The West is in a race against time to transfer new tanks to the Ukrainian front line as Europe risks being drawn into the war with Russia, experts have warned.
Time is running out for troops in Ukraine after several Western countries agreed to send tanks to help it defeat Russia’s army, and one expert says “there is no time to lose.”
Analyst Bruce Jones claimed, “This is absolutely a pivotal strategic moment in the war as the West now faces a severe time compression. Germany has delayed the process for some time… when it most matters.”
Despite the pledges by multiple Western allies to provide heavy-armored tanks to assist President Zelensky’s troops, the transfer of such units may not be realized until the spring at the earliest.
Earlier this month, Armin Papperger, the CEO of German defense giant Rheinmetall, told the Bild am Sonntag newspaper it would not be in a position to deliver Leopard 2 tanks until next year.
Newly appointed German Defense Minister Boris Pistorius said on Thursday, however, that 14 Leopard 2 A6 tanks from Bundeswehr supplies would reach the Ukrainian front line by the start of April.
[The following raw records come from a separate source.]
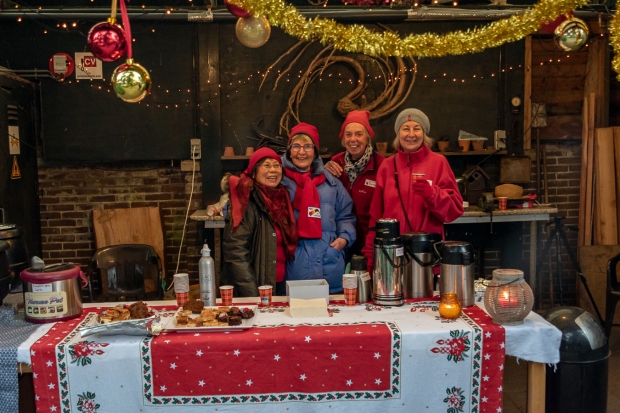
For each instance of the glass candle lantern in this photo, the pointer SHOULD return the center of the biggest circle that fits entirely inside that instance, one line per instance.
(508, 298)
(449, 306)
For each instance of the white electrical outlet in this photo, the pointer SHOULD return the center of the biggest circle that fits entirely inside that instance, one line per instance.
(195, 149)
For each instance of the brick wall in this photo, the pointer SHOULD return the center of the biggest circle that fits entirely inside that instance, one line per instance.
(563, 175)
(69, 194)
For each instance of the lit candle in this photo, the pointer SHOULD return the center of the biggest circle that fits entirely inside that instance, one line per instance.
(505, 300)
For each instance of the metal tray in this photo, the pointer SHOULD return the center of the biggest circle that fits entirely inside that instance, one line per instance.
(171, 325)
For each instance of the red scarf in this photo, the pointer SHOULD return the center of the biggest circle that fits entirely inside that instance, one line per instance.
(278, 203)
(307, 202)
(240, 189)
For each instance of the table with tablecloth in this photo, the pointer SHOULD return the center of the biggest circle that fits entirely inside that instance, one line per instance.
(363, 357)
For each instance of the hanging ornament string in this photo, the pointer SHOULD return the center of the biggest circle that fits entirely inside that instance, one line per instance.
(614, 39)
(112, 18)
(125, 19)
(358, 39)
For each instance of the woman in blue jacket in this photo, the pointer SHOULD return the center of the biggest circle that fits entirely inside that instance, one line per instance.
(323, 208)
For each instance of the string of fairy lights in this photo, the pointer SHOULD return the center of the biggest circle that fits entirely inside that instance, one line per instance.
(230, 89)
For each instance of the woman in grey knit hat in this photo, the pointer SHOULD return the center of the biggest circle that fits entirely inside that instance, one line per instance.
(415, 186)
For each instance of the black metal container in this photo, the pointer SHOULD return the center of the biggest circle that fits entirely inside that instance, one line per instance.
(17, 252)
(5, 271)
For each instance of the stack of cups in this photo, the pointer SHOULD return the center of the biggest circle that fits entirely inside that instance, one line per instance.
(226, 292)
(181, 288)
(265, 292)
(503, 203)
(349, 285)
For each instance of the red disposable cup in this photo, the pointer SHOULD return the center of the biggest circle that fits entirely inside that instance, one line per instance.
(265, 291)
(503, 203)
(182, 298)
(226, 293)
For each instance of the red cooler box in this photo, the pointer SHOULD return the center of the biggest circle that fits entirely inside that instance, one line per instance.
(53, 294)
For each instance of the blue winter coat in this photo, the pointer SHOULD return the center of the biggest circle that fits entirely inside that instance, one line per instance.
(314, 258)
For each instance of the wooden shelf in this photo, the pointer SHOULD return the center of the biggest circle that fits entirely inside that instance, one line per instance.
(244, 158)
(468, 153)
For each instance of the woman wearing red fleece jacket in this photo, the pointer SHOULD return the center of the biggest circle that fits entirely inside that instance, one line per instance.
(422, 204)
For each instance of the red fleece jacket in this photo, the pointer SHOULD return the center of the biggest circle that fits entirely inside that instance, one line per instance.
(362, 192)
(444, 205)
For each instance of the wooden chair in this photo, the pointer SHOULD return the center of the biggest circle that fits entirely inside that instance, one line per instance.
(124, 271)
(613, 293)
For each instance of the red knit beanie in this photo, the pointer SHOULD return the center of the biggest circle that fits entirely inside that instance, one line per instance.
(306, 129)
(358, 116)
(258, 155)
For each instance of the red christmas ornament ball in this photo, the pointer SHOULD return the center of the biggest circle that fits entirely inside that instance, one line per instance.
(107, 41)
(236, 10)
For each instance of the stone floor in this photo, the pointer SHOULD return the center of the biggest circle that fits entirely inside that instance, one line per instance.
(515, 380)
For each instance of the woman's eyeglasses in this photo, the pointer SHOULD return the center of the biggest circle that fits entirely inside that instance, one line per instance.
(274, 165)
(307, 147)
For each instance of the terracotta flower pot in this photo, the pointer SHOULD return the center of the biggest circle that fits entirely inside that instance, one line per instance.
(464, 144)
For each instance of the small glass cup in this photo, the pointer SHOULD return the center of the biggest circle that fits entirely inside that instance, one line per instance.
(226, 293)
(449, 306)
(266, 292)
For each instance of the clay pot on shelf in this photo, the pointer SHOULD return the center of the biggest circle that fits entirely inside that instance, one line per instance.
(464, 144)
(477, 145)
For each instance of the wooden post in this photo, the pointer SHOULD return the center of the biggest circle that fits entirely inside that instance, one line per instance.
(536, 387)
(527, 95)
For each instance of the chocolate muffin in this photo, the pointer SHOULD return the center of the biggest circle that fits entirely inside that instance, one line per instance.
(247, 313)
(195, 306)
(234, 320)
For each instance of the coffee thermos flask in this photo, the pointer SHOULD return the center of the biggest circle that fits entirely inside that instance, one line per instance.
(456, 274)
(418, 275)
(389, 260)
(364, 286)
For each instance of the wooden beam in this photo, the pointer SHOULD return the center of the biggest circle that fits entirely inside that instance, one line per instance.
(584, 169)
(605, 220)
(588, 230)
(536, 386)
(527, 95)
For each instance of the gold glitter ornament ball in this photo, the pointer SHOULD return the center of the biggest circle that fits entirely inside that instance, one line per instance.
(131, 82)
(253, 31)
(571, 35)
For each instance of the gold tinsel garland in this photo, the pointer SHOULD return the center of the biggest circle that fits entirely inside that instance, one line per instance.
(358, 39)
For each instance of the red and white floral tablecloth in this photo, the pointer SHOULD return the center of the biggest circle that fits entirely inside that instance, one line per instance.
(360, 358)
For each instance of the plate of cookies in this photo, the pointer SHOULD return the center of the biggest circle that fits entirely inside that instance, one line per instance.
(194, 316)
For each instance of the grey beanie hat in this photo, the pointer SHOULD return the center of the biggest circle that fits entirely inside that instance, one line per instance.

Britain also announced on Thursday it expects to have delivered its promised Challenger 2 tanks by the end of March, while Canadian Defense Minister Anita Anand revealed its four pledged, combat-ready Leopard 2 tanks will be in Kyiv in “the coming weeks.”
Colonel Richard Kemp, a former commander of British forces in Afghanistan and intelligence adviser to the British government, told the Daily Mirror: “Ukraine is in a race against time to get armor to the front line. Now is their moment. The decision to supply Ukraine with main battle tanks is very welcome.
“Time is of the essence in holding back and then defeating Moscow’s forces in Ukraine, but the West must act quickly to get troops trained and crucially to get these tanks to the front line so they can be used cohesively against Russian troops.
“Used properly, they can be a devastating tool in such a war and could very well outmatch all of Moscow’s conventional weapons,” the former British Army commander told the newspaper, “but it could take a long time before Ukraine’s troops are ready to mount the kind of counteroffensive that will be needed.
Israeli newspaper Haaretz recently warned that “with expanded military aid to Ukraine, both qualitatively and quantitatively, the war is increasingly becoming an almost direct confrontation between Russia and the United States and NATO — certainly more so than it was at the beginning almost a year ago.”
The death toll on both sides of the conflict is already in the hundreds of thousands, and the latest tally of civilian casualties provided weekly by the Office of the UN High Commissioner for Human Rights (OHCHR) has recorded a total of 18,657 civilian casualties since the Russian invasion of Ukraine in February last year — 7,110 killed and 11,547 injured.
Indicative estimates from the Ukrainian Armed Forces as of Jan. 30 claim a total of 126,650 military casualties on the Russian side, with U.S. intelligence agencies suggesting a similar figure on the Ukrainian side. The exact number of deaths has been a sensitive topic, with some conflicting reports for both sides.